Eenheden van de Stasi hadden de wegen naar het Springer-gebouw met hindernissen vrijwel onbegaanbaar gemaakt – met de inzet van honden en straatversperringen. Tegen 17.00 uur kwam het in het gebied van het Fischerinsel tot eerste ernstige ongeregeldheden tussen jongeren en veiligheidstroepen. Omdat de ongeregeldheden zo dicht bij de muur plaats vonden verloren politie-eenheden hun zenuwen. Ze sloegen met stokken op jongeren in. De jongeren kregen de overhand, klommen over versperringen, kwamen door politielinies en trokken langzaam richting Berlijnse muur. Eindelijk lukte het de Stones-fans het braakliggend terrein voor het Springer-gebouw te bereiken. Voor de muur zelf stond een grote politie-eenheid in linie, dicht in het gelid. Elke samenkomst van mensen bij de “Todesstreifen”7 werd door de grenstroepen als riskant beschouwd. Want zelfs een dubbele bezetting aan bewakers met kalasjnikovs, kon een menigte die in rep en roer was niet in bedwang houden. In het ergste geval, een massale aanval op de grensversperringen, zouden de grenswachten gewoon zijn overrompeld en waarschijnlijk zijn gelyncht.8
Doch eerst hadden de Stones-fans bereikt wat ze wilden: ze hadden het Springer-gebouw aan westelijke zijde in het zicht en zouden de Stones van hieruit goed kunnen horen. Maar er gebeurde niets. Bij de eerste fans begon langzaam duidelijk te worden dat ze op een gerucht waren afgegaan.

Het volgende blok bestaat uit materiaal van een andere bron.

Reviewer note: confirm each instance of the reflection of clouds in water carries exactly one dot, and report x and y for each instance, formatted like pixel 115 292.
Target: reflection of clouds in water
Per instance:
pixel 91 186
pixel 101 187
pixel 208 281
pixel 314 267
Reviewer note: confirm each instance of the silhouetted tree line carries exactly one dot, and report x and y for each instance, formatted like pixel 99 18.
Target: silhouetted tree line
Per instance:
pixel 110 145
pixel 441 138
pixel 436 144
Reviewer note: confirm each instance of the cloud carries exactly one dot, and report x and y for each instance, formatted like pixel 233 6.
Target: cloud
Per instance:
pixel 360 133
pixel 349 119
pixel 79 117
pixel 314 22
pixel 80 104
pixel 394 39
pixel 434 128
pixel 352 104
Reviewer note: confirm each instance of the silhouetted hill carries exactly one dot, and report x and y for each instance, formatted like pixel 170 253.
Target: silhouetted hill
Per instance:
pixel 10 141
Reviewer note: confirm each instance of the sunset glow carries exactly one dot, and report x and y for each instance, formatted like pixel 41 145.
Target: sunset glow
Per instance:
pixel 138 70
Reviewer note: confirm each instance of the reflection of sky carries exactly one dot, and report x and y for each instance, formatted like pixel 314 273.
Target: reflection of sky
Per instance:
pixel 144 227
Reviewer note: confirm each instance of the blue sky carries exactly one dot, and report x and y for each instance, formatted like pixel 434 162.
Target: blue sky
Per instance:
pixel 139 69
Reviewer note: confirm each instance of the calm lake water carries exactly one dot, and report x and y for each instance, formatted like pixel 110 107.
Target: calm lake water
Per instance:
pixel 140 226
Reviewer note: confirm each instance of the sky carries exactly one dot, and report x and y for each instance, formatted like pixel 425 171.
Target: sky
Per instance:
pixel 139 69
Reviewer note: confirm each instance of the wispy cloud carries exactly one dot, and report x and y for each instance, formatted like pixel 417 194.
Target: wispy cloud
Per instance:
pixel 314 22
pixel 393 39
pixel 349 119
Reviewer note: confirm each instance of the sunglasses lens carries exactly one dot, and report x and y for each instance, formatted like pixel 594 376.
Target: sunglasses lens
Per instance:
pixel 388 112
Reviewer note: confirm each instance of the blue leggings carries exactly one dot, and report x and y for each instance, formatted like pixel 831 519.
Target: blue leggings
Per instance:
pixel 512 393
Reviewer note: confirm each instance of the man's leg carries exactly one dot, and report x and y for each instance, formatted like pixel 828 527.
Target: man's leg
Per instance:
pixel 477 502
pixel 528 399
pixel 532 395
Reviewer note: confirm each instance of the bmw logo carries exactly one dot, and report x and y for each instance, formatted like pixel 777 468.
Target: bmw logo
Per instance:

In spreekkoren werd gezongen “Wij willen de Stones”, maar ook “Wij willen vrijheid” en werd de naam van de Tsjechische communistische hervormer Dubcek! Dubcek! gescandeerd. De fans wachtten tevergeefs op de Stones.
Vroeg in de avond begon de politie tenslotte met het uit elkaar drijven van de menigte. Bijna 400 jongeren werden in vrachtwagens afgevoerd en wegens het in gevaar brengen van de openbare orde in bewaring gezet, geslagen en ruw verhoord. Met de handen omhoog en gespreide benen moesten de gearresteerden uren tegen de wand staan. De meeste Stones-fans gelukte het om zich snel uit de voeten te maken. Binnen een uur waren de Spittelmarkt en de Leipziger Strasse volledig ontruimd.
Een groot deel van de teleurgestelde fans trok nu naar Berlijn-Karlshorst. In dit deel van Oost-Berlijn bevond zich het “Cultuurhuis van de Spoorwegen”. Hier zou een concert plaatsvinden van de “Stones van het Oosten”, het Klaus Renft Combo uit Leipzig.
“Het gehele huis stond vol met Stasi”
… herinnerde de bandleider zich. Er werd ons opgelegd geen enkel Stones-lied te spelen. De Stasi zat de gehele avond achter het toneel.9 De volgende ochtend werd het grootste deel van de opgepakte jongelui uit bewaring ontslagen. Van velen waren in de nacht de haren geknipt. Aan meerdere fans werden draconische “opvoedkundige” straffen opgelegd, zoals aan:
- Evelien Gerhardt, toen 18 jaar, werd na 4 maanden uit arrest ontslagen.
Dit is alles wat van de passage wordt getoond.